Optimierung der Rahmenbedingungen für eine erfolgreiche Vertriebstaktik

- Mitarbeiterportfolio bereinigen: Jede Vertriebsmannschaft wird in guten Zeiten um mittelmäßige Mitarbeiter erweitert. In guten Zeiten erwirtschaften sie meist trotzdem zufriedenstellende Ergebnisse. In der Krise muss man aber dafür sorgen, dass die Besten bleiben und die Mannschaft, wenn möglich, wieder optimal aufgestellt wird. Zu häufig sind Unternehmen aber froh, wenn in schlechten Zeiten Mitarbeiter von alleine gehen. Leider sind es häufig die falschen, was vermieden werden sollte.

- Backoffice Support erhöhen: Damit der Vertrieb seine Kraft an der Front erhöhen kann, muss er den Rücken frei gehalten bekommen. Dazu sollte er durch geeignete Mitarbeiter im Innendienst entlastet werden.

- Kommunikation: Aktive Kommunikation ist in der Krise sehr bedeutsam. Wirken Sie Gerüchten entgegen und kommunizieren Sie so viel wie möglich. Intern und zu Ihren Kunden.

Fazit

Sicher ist Ihnen aufgefallen, dass in meinem Blog keine Wunderrezepte oder Allheilmittel beschrieben werden. Diese gibt es schlichtweg nicht. Wenn das realistische Marktpotenzial schrumpft, gibt es eben neue Rahmenbedingungen, auf die sich das Management einstellen muss. Die Stellhebel liegen eher in der operativen Umsetzung - eben im Sinne einer cleveren Vertriebstaktik. Die gute Nachricht für alle, die jetzt Gas geben wollen, ist: Die meisten Unternehmen machen meiner Erfahrung nach genau in diesen operativen Themen die Fehler. Das ist Ihre Chance!

Kommentar 1:

In den Rahmenbedingungen vermisse ich die Faktoren "Vertrauen und Motivation". Dieses zu vermitteln ist für Führungskräfte prinzipiell eine große Herausforderung. In Krisenzeiten jedoch gilt dies ganz besonders. Sie bilden sozusagen das Fundament auf der die Vertriebstaktik steht oder fällt.

S. Osman


Kommentar 2:

Krisensituationen eignen sich nicht zum Üben am Patienten und zum Forschen nach der richtigen Lösung. Daher wird gerade dann professionelles und erfahrenes Sales-Leadership zur Maßnahmenidentifikation und der Umsetzung von zielgerichteten Initiativen zum Erfolgsfaktor. Das Turnaround-Instrumentarium sollte wohl überlegt aus allen Ebenen der Vertriebssteuerung selektiert und als Programm gefahren werden:

1) Sales-Strategie: Fokus-Kunden, Fokus-Portfolio, Pricing, etc.

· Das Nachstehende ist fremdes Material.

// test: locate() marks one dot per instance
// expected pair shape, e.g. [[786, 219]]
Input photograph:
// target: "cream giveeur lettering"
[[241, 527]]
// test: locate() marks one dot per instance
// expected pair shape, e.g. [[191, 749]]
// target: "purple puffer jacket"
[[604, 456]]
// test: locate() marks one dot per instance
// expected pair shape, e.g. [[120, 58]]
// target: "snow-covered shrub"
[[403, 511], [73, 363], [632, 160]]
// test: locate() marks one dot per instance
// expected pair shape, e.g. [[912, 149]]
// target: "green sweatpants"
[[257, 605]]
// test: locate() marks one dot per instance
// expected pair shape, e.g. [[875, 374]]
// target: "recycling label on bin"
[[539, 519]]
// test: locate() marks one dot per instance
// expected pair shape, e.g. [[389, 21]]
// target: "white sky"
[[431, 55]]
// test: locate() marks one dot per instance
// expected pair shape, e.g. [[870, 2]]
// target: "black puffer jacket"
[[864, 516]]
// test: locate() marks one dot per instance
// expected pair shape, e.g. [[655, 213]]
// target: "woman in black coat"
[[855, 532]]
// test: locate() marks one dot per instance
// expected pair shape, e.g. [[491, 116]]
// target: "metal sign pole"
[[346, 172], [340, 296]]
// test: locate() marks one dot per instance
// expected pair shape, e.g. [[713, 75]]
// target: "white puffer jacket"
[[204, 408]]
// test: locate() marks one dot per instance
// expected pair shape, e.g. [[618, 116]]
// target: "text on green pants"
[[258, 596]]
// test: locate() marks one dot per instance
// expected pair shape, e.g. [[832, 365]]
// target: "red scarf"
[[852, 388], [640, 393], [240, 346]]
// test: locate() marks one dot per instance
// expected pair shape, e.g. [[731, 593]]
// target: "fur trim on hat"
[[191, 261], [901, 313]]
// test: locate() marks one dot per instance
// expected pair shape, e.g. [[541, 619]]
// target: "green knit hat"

2) Business Development: Attack-Program aufsetzen und steuern incl. Kommunikation, Sales-Enablement, etc.

3) Operativer Sales: Pipelinemanagement, Salesoperations, etc

4) Sales-Controlling

5) People/ Talent: selected Hiring, Training, Zielvereinbarungen, Motivation etc.

Nur ein strukturierter Ansatz wird erfolgreich sein- alles andere ist purer Zufall. Das ist längst bekannt und dennoch immer wieder so schwer in der Umsetzung.